The UK financial sector is a major source of dirt-cheap, high-yielding income stocks. FTSE 250Listed retirement planning advisors Groups onlys (LSE: JUST) A hidden gem with huge potential, in my view.

My shares forever

I added it to my SIPP on 13 November, and the share price has risen 24.56% since then. This was boosted by 2023 results published on March 8, which showed a 47% jump in underlying operating profit to £377m. During the 12 months, the share price has increased by 17.33%.

Just incredibly cheap, trading at just 3.07 times earnings. At 2.33%, the dividend is lower than what I can get from a competitor. Legal and General Group. But don’t worry, I keep it for variety too. I am hoping that the bus will provide further development potential.

Profits have been boosted by annual sales, which I fear may fall after interest rates drop. I am also worried about today’s low valuations for UK finance. Investors don’t like them. I’m hoping for a reclassification but I’ll have to be patient.

I bought the paper and packaging group. The Smurfit Kappa Group (LSE: SKG) last June, shortly before its shares fell after markets decided it had overpaid to acquire a US-based rival. West Rock. I responded by buying more Smurfit stock at a lower price. Even if the board paid more than the odds, I thought it was worth the risk to expand our operations in the state.

In total, I’m up 15.95% on my two purchases. Over the year, Smurfit shares have gained 18.63%. The stock is forecast to yield 3.87 percent this year, rising to 4.25 percent next year. I hope my income will continue to grow over time.

There are risks. Smurfit has to work hard to comply with environmental requirements on packaging. Maybe today’s delivery culture will die out, who knows? But I still think this is one for the long term.

I bought a house builder.
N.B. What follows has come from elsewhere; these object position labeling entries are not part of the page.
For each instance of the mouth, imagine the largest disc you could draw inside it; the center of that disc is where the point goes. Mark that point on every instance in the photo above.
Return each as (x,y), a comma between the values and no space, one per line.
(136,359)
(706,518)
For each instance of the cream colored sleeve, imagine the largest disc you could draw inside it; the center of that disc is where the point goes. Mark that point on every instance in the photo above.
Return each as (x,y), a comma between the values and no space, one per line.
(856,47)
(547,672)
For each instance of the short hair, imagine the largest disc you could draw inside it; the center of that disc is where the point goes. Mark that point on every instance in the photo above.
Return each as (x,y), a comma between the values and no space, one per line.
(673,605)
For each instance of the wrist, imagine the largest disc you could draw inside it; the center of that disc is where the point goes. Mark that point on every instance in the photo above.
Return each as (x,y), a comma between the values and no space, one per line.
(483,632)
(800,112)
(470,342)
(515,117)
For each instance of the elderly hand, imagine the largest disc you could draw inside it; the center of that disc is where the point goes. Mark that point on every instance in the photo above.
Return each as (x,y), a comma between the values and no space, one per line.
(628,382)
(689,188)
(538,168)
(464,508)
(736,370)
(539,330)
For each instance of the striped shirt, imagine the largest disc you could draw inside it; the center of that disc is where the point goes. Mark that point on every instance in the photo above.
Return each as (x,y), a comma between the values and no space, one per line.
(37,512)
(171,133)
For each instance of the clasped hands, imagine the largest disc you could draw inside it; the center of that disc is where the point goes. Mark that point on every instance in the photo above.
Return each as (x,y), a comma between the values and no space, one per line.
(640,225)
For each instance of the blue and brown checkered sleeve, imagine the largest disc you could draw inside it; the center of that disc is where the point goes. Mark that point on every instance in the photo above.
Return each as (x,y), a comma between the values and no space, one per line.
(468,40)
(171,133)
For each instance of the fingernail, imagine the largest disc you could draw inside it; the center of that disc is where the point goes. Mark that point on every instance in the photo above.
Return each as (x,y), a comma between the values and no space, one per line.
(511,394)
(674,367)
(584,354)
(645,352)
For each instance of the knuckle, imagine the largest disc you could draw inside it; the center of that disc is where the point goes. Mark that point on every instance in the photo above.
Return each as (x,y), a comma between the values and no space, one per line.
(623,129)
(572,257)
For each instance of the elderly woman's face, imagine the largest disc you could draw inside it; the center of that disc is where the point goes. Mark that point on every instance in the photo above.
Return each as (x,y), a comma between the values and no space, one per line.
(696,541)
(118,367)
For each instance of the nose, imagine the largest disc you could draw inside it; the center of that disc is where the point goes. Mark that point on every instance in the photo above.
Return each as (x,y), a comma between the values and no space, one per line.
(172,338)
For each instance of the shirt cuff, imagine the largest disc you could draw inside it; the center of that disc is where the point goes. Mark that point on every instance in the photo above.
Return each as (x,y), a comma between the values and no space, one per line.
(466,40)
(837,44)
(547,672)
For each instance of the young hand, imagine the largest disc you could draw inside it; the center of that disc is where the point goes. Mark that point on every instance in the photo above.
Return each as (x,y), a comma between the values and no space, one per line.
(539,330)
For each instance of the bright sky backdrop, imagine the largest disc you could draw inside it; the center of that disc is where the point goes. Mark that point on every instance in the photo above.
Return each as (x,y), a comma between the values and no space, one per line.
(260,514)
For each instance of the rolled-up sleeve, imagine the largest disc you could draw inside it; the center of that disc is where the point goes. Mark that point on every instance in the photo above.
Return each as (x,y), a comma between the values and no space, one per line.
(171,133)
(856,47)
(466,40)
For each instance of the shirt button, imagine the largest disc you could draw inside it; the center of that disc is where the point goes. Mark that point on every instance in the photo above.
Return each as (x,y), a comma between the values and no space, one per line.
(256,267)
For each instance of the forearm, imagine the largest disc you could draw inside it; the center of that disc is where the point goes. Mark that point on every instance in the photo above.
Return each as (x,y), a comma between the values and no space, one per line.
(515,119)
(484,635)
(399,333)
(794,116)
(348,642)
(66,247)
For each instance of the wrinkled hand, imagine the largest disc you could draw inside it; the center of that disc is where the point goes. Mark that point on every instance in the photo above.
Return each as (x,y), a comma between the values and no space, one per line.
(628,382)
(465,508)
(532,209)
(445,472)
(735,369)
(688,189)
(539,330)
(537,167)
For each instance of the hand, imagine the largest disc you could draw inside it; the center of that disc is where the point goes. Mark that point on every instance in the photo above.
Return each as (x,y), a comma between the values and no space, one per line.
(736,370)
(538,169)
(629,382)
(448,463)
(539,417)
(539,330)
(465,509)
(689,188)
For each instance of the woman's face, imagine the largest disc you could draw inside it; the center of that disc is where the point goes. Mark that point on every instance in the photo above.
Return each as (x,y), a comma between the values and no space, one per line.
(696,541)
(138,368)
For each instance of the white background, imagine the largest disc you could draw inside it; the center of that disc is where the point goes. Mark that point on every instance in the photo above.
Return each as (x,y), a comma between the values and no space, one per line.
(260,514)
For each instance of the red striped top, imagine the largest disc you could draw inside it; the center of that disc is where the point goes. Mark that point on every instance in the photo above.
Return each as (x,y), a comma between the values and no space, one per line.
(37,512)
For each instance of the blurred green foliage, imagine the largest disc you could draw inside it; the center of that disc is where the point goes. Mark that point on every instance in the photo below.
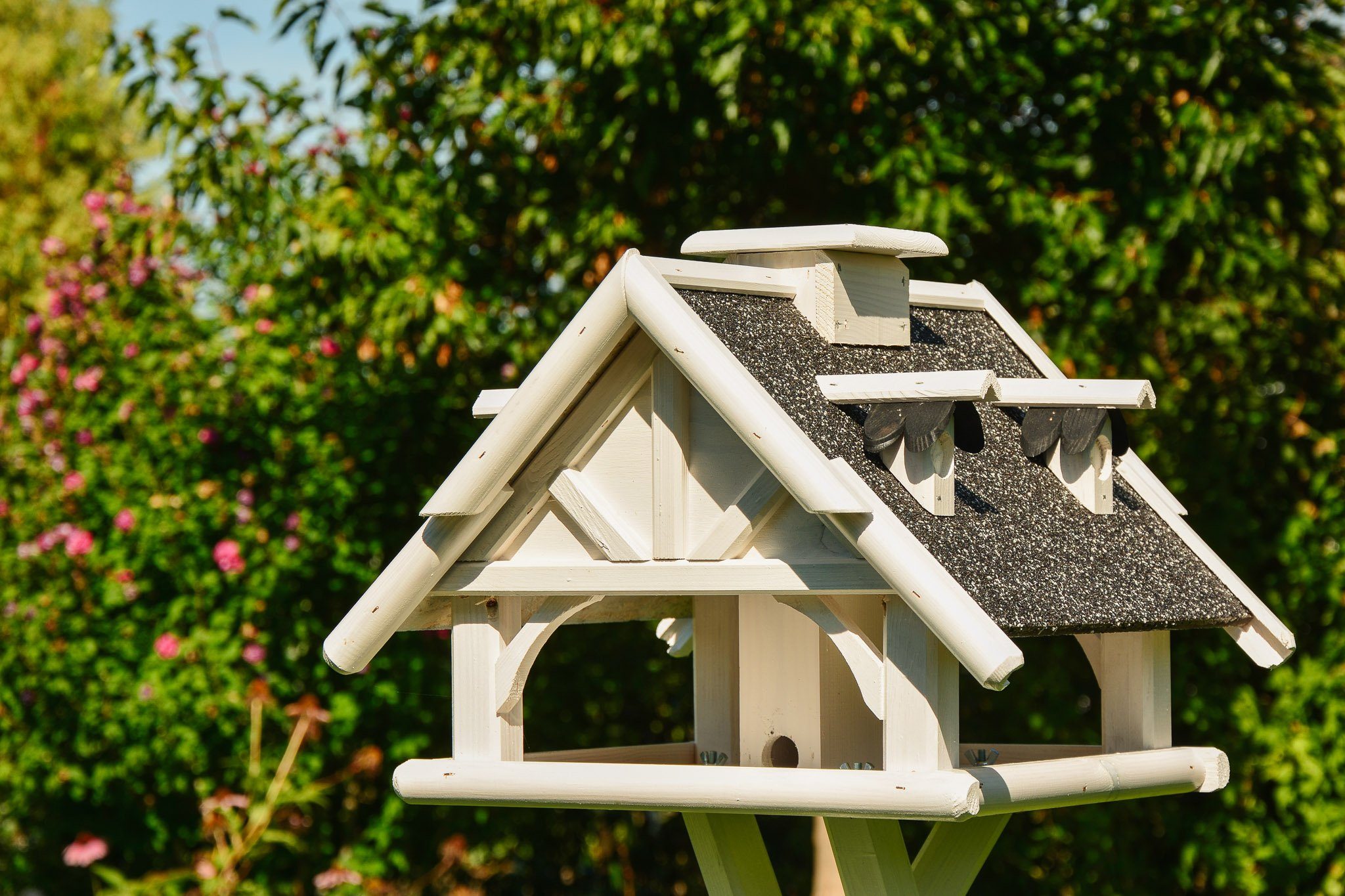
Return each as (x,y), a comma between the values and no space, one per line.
(1155,188)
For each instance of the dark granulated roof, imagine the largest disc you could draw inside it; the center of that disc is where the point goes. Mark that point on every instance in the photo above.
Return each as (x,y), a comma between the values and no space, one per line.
(1019,542)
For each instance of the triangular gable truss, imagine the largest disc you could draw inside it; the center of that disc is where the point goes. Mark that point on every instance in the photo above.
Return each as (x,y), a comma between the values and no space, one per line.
(635,323)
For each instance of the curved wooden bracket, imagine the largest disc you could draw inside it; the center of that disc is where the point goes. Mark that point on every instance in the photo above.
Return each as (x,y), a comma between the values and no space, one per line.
(856,648)
(517,658)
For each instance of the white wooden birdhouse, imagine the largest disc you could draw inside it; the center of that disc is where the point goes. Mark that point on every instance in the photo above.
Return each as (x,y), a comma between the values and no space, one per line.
(834,485)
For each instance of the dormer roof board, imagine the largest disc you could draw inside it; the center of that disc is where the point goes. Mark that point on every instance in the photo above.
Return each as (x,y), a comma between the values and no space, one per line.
(1021,545)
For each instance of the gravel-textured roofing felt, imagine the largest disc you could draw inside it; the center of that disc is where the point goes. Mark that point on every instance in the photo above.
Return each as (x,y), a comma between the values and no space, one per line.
(1019,542)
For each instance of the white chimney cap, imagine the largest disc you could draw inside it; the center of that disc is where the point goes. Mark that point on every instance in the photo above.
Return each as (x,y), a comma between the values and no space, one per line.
(850,238)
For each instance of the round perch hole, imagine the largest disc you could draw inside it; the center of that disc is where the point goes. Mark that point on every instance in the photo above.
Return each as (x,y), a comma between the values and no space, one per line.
(782,753)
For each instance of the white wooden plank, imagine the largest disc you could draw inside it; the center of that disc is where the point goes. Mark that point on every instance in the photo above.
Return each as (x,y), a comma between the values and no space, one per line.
(935,796)
(716,676)
(739,398)
(870,389)
(864,660)
(734,532)
(929,589)
(671,422)
(732,855)
(954,853)
(1136,691)
(920,692)
(401,587)
(548,393)
(1048,393)
(600,409)
(485,626)
(598,517)
(517,660)
(872,857)
(854,238)
(663,576)
(676,754)
(779,694)
(718,277)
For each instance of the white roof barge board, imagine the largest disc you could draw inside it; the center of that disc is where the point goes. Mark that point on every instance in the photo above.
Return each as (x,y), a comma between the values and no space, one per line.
(1052,393)
(848,238)
(935,386)
(930,796)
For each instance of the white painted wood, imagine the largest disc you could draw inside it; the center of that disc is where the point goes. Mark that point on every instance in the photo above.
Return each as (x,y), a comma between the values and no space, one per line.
(491,402)
(663,576)
(929,476)
(671,423)
(929,589)
(862,658)
(718,277)
(716,676)
(779,692)
(954,853)
(544,398)
(732,855)
(485,626)
(1088,475)
(598,519)
(517,660)
(920,692)
(744,403)
(934,386)
(872,856)
(678,633)
(1136,691)
(1026,753)
(854,238)
(436,612)
(926,293)
(1048,393)
(603,406)
(1026,786)
(678,754)
(748,513)
(401,586)
(933,796)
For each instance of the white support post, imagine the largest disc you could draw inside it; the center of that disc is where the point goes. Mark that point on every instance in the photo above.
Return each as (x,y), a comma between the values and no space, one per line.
(482,629)
(732,856)
(1136,691)
(953,855)
(716,675)
(872,856)
(920,691)
(779,691)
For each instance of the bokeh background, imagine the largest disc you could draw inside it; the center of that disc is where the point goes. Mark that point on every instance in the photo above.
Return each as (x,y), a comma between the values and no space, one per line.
(257,263)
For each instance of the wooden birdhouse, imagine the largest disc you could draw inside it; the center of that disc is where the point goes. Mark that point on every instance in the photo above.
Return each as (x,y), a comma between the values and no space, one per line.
(834,485)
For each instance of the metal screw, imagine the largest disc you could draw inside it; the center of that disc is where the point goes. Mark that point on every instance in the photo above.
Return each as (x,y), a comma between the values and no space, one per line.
(982,757)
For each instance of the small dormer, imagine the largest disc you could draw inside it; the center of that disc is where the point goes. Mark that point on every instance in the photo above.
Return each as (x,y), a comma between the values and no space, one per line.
(854,288)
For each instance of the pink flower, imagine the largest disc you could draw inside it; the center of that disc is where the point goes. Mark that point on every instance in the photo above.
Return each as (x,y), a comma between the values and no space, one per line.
(78,543)
(229,557)
(88,382)
(167,645)
(334,878)
(85,851)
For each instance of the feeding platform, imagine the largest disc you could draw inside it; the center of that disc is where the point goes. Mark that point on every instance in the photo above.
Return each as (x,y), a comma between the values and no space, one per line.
(837,488)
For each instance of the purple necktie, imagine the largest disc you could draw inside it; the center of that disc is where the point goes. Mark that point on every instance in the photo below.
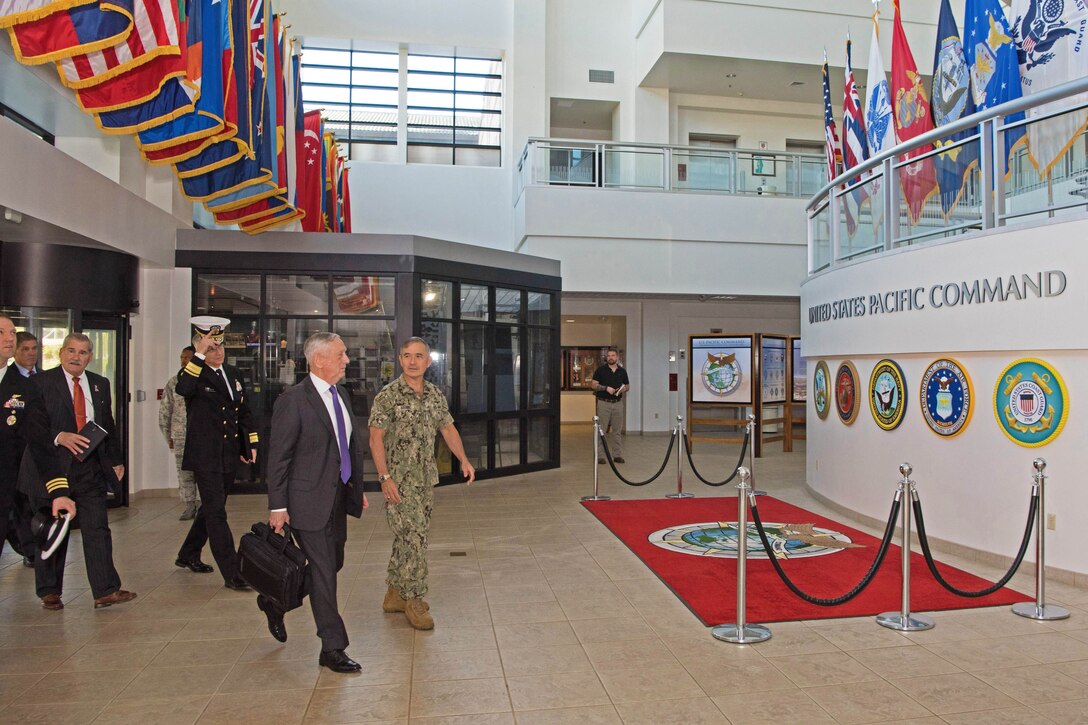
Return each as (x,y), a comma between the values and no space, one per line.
(342,437)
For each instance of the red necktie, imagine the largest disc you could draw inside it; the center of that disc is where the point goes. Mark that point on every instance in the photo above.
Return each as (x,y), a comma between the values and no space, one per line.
(79,403)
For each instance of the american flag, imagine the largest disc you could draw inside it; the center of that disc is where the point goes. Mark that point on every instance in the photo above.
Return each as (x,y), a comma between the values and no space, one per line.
(830,135)
(155,33)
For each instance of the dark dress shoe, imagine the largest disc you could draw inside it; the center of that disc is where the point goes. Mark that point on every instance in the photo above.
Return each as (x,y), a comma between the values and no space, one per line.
(197,566)
(338,661)
(276,628)
(120,597)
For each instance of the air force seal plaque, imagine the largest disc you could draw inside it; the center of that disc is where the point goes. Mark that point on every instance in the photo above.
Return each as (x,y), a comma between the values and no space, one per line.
(946,396)
(888,394)
(845,392)
(1030,402)
(821,390)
Taylor Wempe (LSE: TW) on three occasions last year. I decided it was too cheap to ignore, trading at about six times earnings, while the 7%-plus yield was irresistible.

No plans to sell.

Shares opened strongly, rising 20 percent in short order. It has been struggling lately, as interest rates seem unlikely to hold up much longer. The share price has increased by just 2.89% over the year. Over five years, it is down 27.29 percent.

Taylor Wimpey might be a value trap, but I don’t think so. Given the housing shortage in the UK, I’m expecting prices to rise when interest rates finally start to fall. Taylor Wempe forecasts a 7% gain this year, which should bolster my other income plans, but I’ll admit I’m bummed to see the core shrink to just 0.9.

Does not matter. I want exposure with home builders and this is my choice. I plan to hold the current property cycle, the next one and the one after that. Building a second income takes time but I think UK dividend stocks are the best way to do it.